Organizer: Indonesia Project, Australian National University
Type/Location: Hybrid / Canberra, Australia
Description:
The 1965–66 anti-communist purge in Indonesia, which caused an estimated 500,000 to one million deaths, had long-lasting social and economic consequences. This paper studies its effects on demographic transition in Java by exploiting regional variation in Communist Party vote share from the 1955 election. Using the 2010 population census, we reconstruct pooled cross-sectional data by year and municipality of birth. We apply a two-way fixed-effects event-study design to examine how mass killings, followed by decades of administrative discrimination, shaped fertility outcomes. We find a delayed but large decline in births in PKI strongholds, driven primarily by reduced marriage rather than fertility within marriage.
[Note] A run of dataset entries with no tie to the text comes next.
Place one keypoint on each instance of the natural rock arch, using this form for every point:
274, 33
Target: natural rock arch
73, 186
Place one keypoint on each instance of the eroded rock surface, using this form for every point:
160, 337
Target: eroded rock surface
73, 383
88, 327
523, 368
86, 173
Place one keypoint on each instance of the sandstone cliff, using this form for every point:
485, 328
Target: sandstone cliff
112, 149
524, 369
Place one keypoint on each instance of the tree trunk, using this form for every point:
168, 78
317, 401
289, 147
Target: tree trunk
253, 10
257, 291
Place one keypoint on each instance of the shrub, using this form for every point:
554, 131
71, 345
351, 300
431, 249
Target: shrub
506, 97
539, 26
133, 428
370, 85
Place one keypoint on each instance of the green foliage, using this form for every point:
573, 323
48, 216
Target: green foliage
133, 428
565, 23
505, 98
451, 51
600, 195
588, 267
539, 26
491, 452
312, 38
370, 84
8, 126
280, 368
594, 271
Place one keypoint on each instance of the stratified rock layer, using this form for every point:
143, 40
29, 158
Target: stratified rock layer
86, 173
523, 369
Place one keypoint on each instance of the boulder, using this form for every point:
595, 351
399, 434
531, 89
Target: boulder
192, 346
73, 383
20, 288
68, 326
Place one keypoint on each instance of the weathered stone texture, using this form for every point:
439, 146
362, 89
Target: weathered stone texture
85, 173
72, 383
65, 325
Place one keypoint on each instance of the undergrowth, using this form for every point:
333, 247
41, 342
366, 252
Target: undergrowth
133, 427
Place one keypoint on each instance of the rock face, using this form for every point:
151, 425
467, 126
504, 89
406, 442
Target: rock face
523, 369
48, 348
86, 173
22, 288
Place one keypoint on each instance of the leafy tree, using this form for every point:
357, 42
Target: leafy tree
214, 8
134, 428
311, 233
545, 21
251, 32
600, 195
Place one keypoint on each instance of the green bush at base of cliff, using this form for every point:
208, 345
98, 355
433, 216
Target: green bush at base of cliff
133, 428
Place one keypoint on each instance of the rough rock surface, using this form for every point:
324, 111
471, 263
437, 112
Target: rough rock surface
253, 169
Contrary to standard displacement narratives of conflict, cohorts born after 1964 are less likely to migrate, relative to pre-1965 cohorts, suggesting that political stigma and constrained economic opportunities inhibited mobility. Mechanism evidence indicates that discriminatory policies toward descendants of communists constrained access to formal employment, limiting marriage and migration. Local political contestation further mediated these effects, consistent with heterogeneous enforcement of repression. These results show how political violence can generate persistent demographic change via household decisions, with implications for labor supply, human capital allocation, and economic development. The study connects political repression, social institutions, and demographic transition, providing evidence on the long-run persistence of conflict-induced constraints.
This ISG will also feature Associate Professor Pierre van der Eng as a discussant.
About the Speaker:
Arif Anindita is a postdoctoral research fellow in the Department of Business and Law at the University of Milano-Bicocca, Italy. His research focuses on family formation and its intersection with conflict and education. Currently, he is studying how the anti-communist purge in 1965-1966 affected the demographic transition in Indonesia.